The Backrooms and the rise of liminal horror
The same idea drives The Backrooms, the indie film directed by an exceptionally young Gen Z filmmaker. Here, the characters wander through an infinite maze of deserted office corridors and endless yellow rooms where time itself appears frozen. Inspired by the early-2000s creepypasta phenomenon, The Backrooms expands an online mythos built around a devastating premise: choice is ultimately meaningless. Every hallway looks the same. Every turn leads to another identical room. Every attempt at escape ends exactly where it began.
The trap didn't begin with horror
Yet the idea of entrapment is hardly exclusive to horror, nor is it particularly new. Long before liminal spaces became an internet obsession, Heathcliff and Catherine were already prisoners in Wuthering Heights. They were trapped by their home, by social class, by resentment, and by a love so destructive that it became impossible to escape. Their story contains no literal labyrinth, although the Yorkshire moors often feel like one, but every character appears doomed to repeat the same mistakes, as though the past itself were a prison for which no one possesses the key.

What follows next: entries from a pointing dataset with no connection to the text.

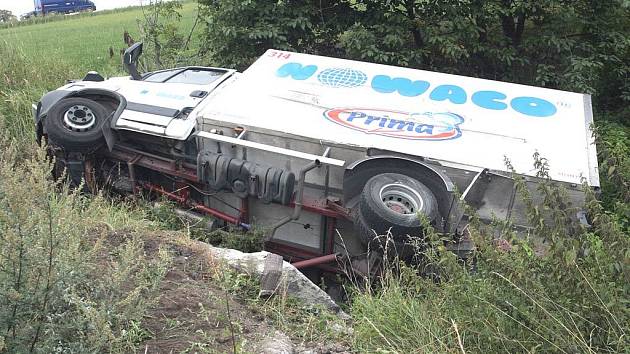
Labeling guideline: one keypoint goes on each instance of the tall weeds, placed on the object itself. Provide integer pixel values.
(567, 294)
(61, 289)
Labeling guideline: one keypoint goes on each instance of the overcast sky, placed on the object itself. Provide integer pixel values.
(19, 7)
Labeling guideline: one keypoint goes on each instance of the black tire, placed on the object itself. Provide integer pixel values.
(392, 202)
(64, 126)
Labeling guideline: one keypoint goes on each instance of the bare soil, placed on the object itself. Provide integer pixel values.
(191, 314)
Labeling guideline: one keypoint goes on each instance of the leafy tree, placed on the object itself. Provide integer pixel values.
(237, 32)
(7, 16)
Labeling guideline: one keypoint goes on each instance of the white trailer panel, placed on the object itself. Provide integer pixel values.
(451, 118)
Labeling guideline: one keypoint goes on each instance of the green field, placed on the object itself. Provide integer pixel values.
(84, 41)
(38, 57)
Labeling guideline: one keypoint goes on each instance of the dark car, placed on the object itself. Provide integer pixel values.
(44, 7)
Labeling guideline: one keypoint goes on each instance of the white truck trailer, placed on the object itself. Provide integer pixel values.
(322, 154)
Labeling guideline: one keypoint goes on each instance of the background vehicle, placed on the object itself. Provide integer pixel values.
(43, 7)
(323, 154)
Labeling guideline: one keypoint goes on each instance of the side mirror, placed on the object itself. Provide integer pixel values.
(130, 60)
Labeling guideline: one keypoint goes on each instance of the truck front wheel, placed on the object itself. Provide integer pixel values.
(75, 124)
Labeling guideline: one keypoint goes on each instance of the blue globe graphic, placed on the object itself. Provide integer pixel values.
(342, 77)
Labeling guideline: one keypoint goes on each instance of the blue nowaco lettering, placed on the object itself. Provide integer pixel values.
(487, 99)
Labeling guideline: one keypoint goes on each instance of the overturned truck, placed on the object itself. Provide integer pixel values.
(320, 153)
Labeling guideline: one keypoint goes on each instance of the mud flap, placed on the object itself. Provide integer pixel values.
(110, 136)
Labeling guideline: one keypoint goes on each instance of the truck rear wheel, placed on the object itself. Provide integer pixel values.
(75, 124)
(392, 202)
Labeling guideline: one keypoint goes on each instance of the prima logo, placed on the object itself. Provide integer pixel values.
(396, 124)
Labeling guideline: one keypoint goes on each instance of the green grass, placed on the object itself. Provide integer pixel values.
(84, 41)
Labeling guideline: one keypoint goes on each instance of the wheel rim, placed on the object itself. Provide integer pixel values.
(401, 199)
(79, 118)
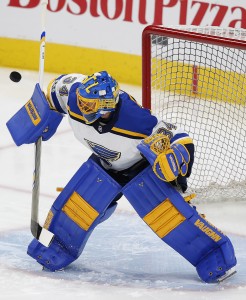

Why today's fear is different
For decades, mainstream culture was dominated by stories about failure. The greatest fear was not reaching the destination society had promised us: failing to find the right job, build a successful career, or fulfill our potential. Today's anxiety feels fundamentally different. Now, the fear comes before failure itself. We are no longer terrified of choosing the wrong path. We are terrified of discovering there isn't one. Of remaining in a job that no longer reflects who we are, but that we cannot afford to leave. Of living in a city we've outgrown but cannot escape. Of staying inside a relationship hollowed out by time because loneliness feels even more frightening.
The real nightmare of our generation
Viewed through this lens, time loops, liminal spaces, cursed labyrinths, and impossible towns become powerful metaphors for contemporary generational anxiety. Disillusioned by bleak political, economic, and social realities, we no longer fear taking the wrong road. Even the wrong road leads somewhere. What truly frightens us is reaching a dead end. That may explain why so much contemporary pop culture keeps imagining impossible houses, endless hallways, cursed villages, and inescapable worlds. The greatest horror of our time isn't death. It's the possibility that nothing will ever change.